Silny poparciem dziewięciu senatorów PiS, którzy głosowali za jego projektem referendum, prezydent Duda pojechał do Juraty. Należy mu się przecież ten kolejny w tym roku wypoczynek. A jeśli nawet nie należy się całej osobie Dudy, to przynajmniej warto dać odpocząć prezydenckiej ręce, jedynemu organowi głowy państwa, który jest używany tak często. I tak skutecznie. Ale nawet z szacunku dla tej spracowanej dłoni nie da się zapomnieć, co podpisywała.

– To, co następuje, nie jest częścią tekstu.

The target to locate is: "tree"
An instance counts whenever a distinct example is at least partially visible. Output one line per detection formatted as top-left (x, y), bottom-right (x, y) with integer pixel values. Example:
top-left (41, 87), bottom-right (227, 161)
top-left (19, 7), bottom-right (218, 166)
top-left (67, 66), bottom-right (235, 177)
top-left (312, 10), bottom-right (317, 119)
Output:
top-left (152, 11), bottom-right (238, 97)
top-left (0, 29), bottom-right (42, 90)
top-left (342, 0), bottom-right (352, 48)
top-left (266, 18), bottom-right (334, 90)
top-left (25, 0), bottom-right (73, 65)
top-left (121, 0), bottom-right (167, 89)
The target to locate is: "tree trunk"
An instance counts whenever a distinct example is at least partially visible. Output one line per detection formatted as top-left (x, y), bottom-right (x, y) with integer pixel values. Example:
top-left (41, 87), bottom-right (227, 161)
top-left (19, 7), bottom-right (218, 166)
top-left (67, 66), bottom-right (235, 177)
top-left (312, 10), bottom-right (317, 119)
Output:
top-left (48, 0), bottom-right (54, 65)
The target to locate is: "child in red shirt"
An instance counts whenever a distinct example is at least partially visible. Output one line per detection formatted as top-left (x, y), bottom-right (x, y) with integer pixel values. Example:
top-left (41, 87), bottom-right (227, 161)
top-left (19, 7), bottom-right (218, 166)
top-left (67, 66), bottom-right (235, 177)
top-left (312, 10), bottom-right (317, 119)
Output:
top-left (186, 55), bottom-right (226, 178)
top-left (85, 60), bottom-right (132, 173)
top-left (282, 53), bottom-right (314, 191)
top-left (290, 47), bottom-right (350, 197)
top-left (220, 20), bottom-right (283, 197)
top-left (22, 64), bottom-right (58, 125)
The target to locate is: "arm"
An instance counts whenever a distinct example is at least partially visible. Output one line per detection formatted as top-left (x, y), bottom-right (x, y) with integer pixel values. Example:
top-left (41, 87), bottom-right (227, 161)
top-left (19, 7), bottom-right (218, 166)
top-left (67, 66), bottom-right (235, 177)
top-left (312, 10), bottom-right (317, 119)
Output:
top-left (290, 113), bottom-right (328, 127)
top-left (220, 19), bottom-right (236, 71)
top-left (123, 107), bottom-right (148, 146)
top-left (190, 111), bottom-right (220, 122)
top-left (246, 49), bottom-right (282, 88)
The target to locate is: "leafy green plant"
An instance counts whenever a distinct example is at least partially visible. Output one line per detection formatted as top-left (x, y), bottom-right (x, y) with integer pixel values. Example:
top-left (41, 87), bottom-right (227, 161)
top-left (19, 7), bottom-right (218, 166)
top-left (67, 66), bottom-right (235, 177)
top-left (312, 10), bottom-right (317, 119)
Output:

O tych kolejnych ustawach poprawiających wcześniejsze ustawy będą się uczyć studenci prawa. Wątpię jednak, by nawet najlepsi byli w stanie przekopać się przez wszystkie poprawki parlamentu aż do pisowskiej ustawy bez wad. Nie dadzą rady, bo takich ustaw o sądownictwie po prostu nie ma.
Dla ludzi uprawiających zawody prawnicze przypadek dr. Dudy jest, by użyć języka z tego obozu politycznego, szczególnie porażający. Prawnik, który podpisał tyle szkodliwych ustaw. Gdy kiedykolwiek zacznie się naprawa państwa, w pierwszym rzędzie musi być z tego demontażu demokracji rozliczony właśnie on. I nieważne, że został zdominowany, stłamszony i sponiewierany przez człowieka, który go wyniósł do tej prezydentury. Odpowiedzialność za łamanie konstytucji nie może być pustym zapisem. Bezkarnie łamanym.
Głosowanie nad referendum konstytucyjnym, a zwłaszcza wypowiedzi po nim, były kolejnym popisem kabotyństwa marszałka Senatu, który ogłosił sukces Dudy. A pewien senator PiS plótł, że głosował przeciwko Dudzie w trosce właśnie o Dudę.
Nigdy jeszcze nie widziałem dygnitarza tej rangi, który by, patrząc ludziom prosto w oczy, tak kłamał. I tak zmieniał sens słów i logikę wydarzeń. Polityka, który by był równie jak Karczewski uniżony i służalczy wobec swojego szefa. A jednocześnie równie butny i chamski wobec przeciwników politycznych, których nazwał świrami. Mówił to nie poseł egzorcysta, też z PiS, ale praktykujący lekarz. Aż się prosi, by zaapelować do lekarzy specjalistów, by pomogli koledze.
Choroba zamulająca widzenie realnego świata rozszerza się, niestety, na opozycję. W TOK FM usłyszałem red. Lisa, który ogłosił, że głosowania w Senacie nad ustawami sądowymi są sukcesem społeczeństwa. Bo przecież aż przez 30 miesięcy stawiało ono opór PiS.
A kraj, w którym wszyscy odnieśli sukces, i to w tej samej sprawie, to Polska. To my. Chyba pora się obudzić.